Pipeline v3
The cells are genotyped using the DRIVER binary from Sentieon® tools. DRIVER binary uses identical mathematics as Broad Institute’s BWA-GATK Best Practice Workflow, but is 20X faster BAM-to-VCF, measured in core-hours.
The cells are genotyped using the Haplotyper algorithm followed by the GVCFTyper algorithm for joint calling. A difference from the previous GATK implementation is that the cells are haplotyped in gvcf mode to emit a summarized confidence estimate for a site as being strictly homozygous (reference). The per-bp resolution is used while merging the genomic-VCFs (gVCFs) for all cells using Sentieon’s GVCFTyper algorithm. Loci found to be non-variant are maintained in the final output.
Genotyping parameters are optimized for high sensitivity:
- A maximum of 2 alternate alleles are reported for each site,
- The minimum base quality for variant calling is set to 10, and
- The heterozygosity value is set at 0.001.
Pipeline v2
The cells are genotyped using the Genome Analysis Toolkit (McKenna, Hanna et al, 2010) with a joint calling approach that follows GATK Best Practices recommendations (DePristo, Banks et al. 2011; Van der Auwera, Carneiro et al, 2013).
Each cell is haplotyped in reference confidence mode to enable per-base pair (bp) confidence estimates for a site as being strictly homozygous (reference).
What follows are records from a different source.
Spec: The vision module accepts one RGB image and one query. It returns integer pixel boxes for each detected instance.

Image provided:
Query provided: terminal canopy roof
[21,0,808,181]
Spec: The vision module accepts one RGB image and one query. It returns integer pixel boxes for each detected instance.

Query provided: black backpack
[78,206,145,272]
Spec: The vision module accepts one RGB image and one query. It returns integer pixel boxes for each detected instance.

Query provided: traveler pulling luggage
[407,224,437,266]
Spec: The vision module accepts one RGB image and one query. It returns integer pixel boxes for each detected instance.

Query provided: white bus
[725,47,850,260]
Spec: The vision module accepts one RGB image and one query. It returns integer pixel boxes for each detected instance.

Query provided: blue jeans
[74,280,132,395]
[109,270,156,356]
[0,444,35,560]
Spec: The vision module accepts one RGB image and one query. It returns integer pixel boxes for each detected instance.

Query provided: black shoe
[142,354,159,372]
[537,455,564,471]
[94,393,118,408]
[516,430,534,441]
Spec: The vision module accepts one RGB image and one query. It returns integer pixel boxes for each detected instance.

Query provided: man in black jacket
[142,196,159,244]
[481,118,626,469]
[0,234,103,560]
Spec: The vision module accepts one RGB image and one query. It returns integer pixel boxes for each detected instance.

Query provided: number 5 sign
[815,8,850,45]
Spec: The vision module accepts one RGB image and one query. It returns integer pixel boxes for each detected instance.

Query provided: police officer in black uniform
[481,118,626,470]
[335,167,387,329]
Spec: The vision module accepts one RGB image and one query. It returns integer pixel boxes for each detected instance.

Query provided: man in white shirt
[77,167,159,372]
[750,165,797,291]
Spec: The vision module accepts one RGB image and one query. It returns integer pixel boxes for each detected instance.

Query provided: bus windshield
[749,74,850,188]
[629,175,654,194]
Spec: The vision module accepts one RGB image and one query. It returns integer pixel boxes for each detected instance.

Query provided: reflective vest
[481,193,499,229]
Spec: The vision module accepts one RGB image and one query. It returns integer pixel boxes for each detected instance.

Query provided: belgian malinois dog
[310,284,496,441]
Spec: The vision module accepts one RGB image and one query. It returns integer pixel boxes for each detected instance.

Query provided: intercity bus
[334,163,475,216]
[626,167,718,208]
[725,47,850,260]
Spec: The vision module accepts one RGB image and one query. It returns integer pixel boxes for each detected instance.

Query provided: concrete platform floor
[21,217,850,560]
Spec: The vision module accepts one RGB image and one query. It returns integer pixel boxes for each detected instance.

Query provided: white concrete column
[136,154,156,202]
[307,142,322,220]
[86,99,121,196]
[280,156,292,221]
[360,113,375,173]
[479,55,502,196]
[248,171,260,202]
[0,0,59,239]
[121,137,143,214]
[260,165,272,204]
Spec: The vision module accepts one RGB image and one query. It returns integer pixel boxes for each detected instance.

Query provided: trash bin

The per-bp resolution is maintained while merging the genomic-VCFs (gVCFs) for all cells using GATK’s CombineGVCFs tool. Finally, joint genotyping is performed for all cells using GATK’s GenotypeGVCFs tool. Loci found to be non-variant are maintained in the final output.
Genotyping parameters are optimized for high sensitivity:
- A maximum of 2 alternate alleles are reported for each site,
- The minimum base quality for variant calling is set to 10, and
- The heterozygosity value is set at 0.001.